PSA - Understanding Glicko-derived Rating System

Discussion in 'Planetary Annihilation General Discussion' started by lokiCML, December 16, 2014.

  1. lokiCML

    lokiCML Post Master General

    Messages:
    1,973
    Likes Received:
    953
    Please Note: I cannot say with 100% accuracy what the system does due to the changes made by Uber Ent. This is only meant to be informative. So that people have a better understanding of what's going on with the ranking system.

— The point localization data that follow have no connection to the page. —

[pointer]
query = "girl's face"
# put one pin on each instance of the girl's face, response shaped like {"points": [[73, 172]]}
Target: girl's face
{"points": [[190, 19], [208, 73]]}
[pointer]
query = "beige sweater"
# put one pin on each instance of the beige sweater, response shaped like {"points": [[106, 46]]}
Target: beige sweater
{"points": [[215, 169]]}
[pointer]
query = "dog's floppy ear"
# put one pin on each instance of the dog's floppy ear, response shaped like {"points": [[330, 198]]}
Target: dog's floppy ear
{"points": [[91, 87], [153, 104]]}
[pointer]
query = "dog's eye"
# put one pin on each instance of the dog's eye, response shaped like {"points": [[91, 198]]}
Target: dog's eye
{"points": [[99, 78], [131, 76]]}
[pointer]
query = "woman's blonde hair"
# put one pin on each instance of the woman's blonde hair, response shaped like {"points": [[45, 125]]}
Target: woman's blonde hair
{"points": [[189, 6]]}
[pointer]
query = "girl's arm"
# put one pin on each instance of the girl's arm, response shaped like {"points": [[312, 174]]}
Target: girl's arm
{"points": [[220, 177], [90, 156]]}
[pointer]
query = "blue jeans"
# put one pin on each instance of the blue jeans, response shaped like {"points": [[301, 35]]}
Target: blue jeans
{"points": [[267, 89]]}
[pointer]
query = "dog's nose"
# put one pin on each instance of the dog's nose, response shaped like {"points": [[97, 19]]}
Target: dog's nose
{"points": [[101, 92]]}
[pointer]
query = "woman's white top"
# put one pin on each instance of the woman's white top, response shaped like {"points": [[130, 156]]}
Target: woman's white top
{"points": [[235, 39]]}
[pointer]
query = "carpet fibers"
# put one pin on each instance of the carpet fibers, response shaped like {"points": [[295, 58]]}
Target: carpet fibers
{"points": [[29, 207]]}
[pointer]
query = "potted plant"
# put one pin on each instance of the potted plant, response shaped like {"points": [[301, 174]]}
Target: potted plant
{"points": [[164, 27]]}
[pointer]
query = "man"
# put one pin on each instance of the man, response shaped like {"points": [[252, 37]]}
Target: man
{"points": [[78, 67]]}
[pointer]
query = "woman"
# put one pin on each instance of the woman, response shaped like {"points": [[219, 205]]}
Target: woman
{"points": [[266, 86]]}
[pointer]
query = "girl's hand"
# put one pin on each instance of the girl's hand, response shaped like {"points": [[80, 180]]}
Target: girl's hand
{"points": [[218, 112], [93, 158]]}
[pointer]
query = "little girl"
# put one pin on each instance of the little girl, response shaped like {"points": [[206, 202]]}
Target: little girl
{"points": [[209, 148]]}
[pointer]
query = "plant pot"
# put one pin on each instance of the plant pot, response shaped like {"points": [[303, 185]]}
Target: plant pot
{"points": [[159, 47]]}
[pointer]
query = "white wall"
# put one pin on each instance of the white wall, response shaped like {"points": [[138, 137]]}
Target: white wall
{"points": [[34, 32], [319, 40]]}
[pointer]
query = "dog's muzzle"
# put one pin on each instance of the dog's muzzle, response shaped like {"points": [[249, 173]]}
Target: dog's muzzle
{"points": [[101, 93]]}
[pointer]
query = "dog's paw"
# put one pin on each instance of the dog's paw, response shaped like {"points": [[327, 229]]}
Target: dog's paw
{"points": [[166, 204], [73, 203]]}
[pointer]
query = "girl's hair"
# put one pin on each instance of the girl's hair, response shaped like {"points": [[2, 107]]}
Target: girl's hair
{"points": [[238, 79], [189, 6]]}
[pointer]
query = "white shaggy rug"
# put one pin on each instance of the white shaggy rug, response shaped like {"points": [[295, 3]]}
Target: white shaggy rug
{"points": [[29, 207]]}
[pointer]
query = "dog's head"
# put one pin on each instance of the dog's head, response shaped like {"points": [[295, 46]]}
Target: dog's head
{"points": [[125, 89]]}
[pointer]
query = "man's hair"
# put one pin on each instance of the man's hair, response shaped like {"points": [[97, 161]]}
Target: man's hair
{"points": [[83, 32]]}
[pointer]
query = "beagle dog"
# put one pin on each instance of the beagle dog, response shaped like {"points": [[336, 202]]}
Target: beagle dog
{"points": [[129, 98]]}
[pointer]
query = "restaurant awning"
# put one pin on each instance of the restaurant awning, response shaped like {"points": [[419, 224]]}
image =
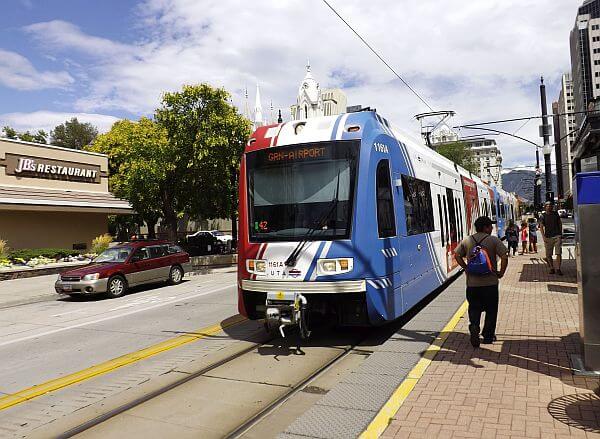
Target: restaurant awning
{"points": [[21, 198]]}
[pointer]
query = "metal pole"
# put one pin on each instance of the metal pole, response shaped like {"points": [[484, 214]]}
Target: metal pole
{"points": [[546, 136], [557, 151]]}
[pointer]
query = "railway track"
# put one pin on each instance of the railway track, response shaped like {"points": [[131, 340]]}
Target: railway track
{"points": [[230, 397], [317, 356]]}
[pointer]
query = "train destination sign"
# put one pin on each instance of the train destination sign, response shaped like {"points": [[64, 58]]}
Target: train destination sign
{"points": [[296, 154], [36, 167]]}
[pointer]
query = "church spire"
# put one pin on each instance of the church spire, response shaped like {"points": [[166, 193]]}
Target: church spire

    But before I start talking about Glicko rating system. What is the purpose of a rating system? For me: it is about finding the closest interesting matched possible between a given set of players. It is not about giving incentive to the player by showing progression or otherwise. (But I do believe there should be a way to show progress but that's another topic.) Again it's about getting the closest matches reasonably possible. Also Glicko belongs to a family of rating systems that are probabilistic ("best guess") in nature. These include ELO, Glicko, and TrueSkill™ they are the Bayesian-based rating systems.

    Glicko Rating Systems

    It was developed as a extension to ELO by Professor Mark Glickman. The problem that he was trying to resolve was reliability of the rating which ELO provides no such metric. So he came up with Rating Deviation (RD) or standard deviation (in statistical terms) which is a measurement of uncertainty in a given rating. A high RD shows that the player's rating unreliable. Either because they're not playing frequently or is a beginner. A low RD shows that the player competes regularly.[1]

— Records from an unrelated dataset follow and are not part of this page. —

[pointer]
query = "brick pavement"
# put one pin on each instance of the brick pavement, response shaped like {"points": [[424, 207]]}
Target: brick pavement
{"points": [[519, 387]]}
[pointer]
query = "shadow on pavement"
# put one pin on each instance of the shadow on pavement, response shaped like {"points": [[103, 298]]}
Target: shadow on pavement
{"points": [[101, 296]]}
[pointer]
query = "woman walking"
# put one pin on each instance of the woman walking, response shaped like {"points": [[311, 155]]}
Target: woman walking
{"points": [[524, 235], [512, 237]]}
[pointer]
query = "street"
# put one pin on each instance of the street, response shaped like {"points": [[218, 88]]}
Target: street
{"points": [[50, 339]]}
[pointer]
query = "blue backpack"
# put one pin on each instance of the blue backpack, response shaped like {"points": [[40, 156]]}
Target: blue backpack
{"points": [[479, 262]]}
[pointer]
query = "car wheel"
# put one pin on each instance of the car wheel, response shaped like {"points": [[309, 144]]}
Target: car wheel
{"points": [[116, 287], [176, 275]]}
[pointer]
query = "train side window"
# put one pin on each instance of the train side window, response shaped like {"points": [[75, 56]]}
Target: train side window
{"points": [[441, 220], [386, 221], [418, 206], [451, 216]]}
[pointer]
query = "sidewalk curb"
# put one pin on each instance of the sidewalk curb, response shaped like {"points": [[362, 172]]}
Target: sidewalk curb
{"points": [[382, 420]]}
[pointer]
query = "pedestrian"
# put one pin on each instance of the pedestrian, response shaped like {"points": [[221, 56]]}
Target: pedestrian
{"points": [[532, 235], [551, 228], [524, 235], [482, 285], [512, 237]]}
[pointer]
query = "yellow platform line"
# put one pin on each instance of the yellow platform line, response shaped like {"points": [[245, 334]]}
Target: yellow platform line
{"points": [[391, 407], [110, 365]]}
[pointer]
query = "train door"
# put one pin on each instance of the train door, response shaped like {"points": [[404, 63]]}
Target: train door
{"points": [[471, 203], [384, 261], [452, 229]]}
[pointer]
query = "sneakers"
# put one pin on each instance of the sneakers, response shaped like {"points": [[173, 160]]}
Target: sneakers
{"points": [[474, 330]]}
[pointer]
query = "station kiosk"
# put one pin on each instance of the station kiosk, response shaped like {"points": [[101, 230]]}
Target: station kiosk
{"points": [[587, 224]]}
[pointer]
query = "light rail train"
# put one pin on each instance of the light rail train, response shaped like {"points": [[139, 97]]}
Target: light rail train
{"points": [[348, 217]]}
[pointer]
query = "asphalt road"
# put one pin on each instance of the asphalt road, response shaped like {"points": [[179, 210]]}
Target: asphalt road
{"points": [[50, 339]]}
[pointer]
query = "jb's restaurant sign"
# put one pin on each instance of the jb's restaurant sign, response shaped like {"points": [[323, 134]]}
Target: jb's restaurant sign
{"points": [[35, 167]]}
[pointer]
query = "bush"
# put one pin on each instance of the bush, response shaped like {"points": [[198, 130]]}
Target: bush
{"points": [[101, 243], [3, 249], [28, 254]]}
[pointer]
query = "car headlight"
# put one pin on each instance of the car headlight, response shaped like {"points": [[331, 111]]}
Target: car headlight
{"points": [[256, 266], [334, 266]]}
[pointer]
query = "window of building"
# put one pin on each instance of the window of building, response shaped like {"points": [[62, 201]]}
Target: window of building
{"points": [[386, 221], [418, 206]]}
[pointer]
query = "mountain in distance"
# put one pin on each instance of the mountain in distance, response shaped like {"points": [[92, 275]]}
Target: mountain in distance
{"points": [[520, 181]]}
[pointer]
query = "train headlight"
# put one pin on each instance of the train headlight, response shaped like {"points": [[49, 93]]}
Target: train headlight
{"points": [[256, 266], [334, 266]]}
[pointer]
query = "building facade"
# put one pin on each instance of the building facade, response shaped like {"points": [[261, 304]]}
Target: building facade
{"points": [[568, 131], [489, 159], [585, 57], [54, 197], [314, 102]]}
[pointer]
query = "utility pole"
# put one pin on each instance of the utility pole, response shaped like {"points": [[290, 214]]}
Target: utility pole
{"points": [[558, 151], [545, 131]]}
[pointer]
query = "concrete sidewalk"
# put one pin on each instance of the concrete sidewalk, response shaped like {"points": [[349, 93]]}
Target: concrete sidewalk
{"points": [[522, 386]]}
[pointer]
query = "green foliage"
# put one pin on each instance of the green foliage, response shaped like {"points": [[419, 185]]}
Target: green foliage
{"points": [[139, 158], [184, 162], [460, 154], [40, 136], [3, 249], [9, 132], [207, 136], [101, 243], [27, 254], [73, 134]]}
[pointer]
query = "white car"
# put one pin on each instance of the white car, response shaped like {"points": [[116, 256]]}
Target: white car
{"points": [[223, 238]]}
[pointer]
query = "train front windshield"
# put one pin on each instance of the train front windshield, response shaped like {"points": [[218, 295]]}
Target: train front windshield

    A player's rating only changes from game outcomes but the RD updates both from game outcomes and time that lapses well not playing. The effect of this is the player's RD always decreases with games completed. Also RD always increases when the players do not participate in the rated games. Glicko learn about the player when they compete in more ranked matches lowering the RD because player's ability is better known. As time elapses well not playing ranked games it becomes more uncertain about the player's strength increasing the RD. [1]

    Rating changes are not balanced in the Glicko system. Depending on the players' RDs rating amount will increase, or decrease. This is completely different than the ELO were one player's rating increases by X (winner) amount and opponent's rating does decrease by X (loser) amount.[1] Glickman states:

    "The system does not conserve rating points - and with good reason! Suppose two players both have ratings of 1700, except one has not played in awhile and the other playing constantly. In the former case, the player's rating is not a reliable measure while in the latter case the rating is a fairly reliable measure. Let's say the player with the uncertain rating defeats the player with the precisely measured rating. Then I would claim that the player with the imprecisely measured rating should have his rating increase a fair amount (because we have learned something informative from defeating a player with a precisely measured ability) and the player with the precise rating should have his rating decrease by a very small amount (because losing to a player with an imprecise rating contains little information). That's the intuitive gist of my extension to the Elo system.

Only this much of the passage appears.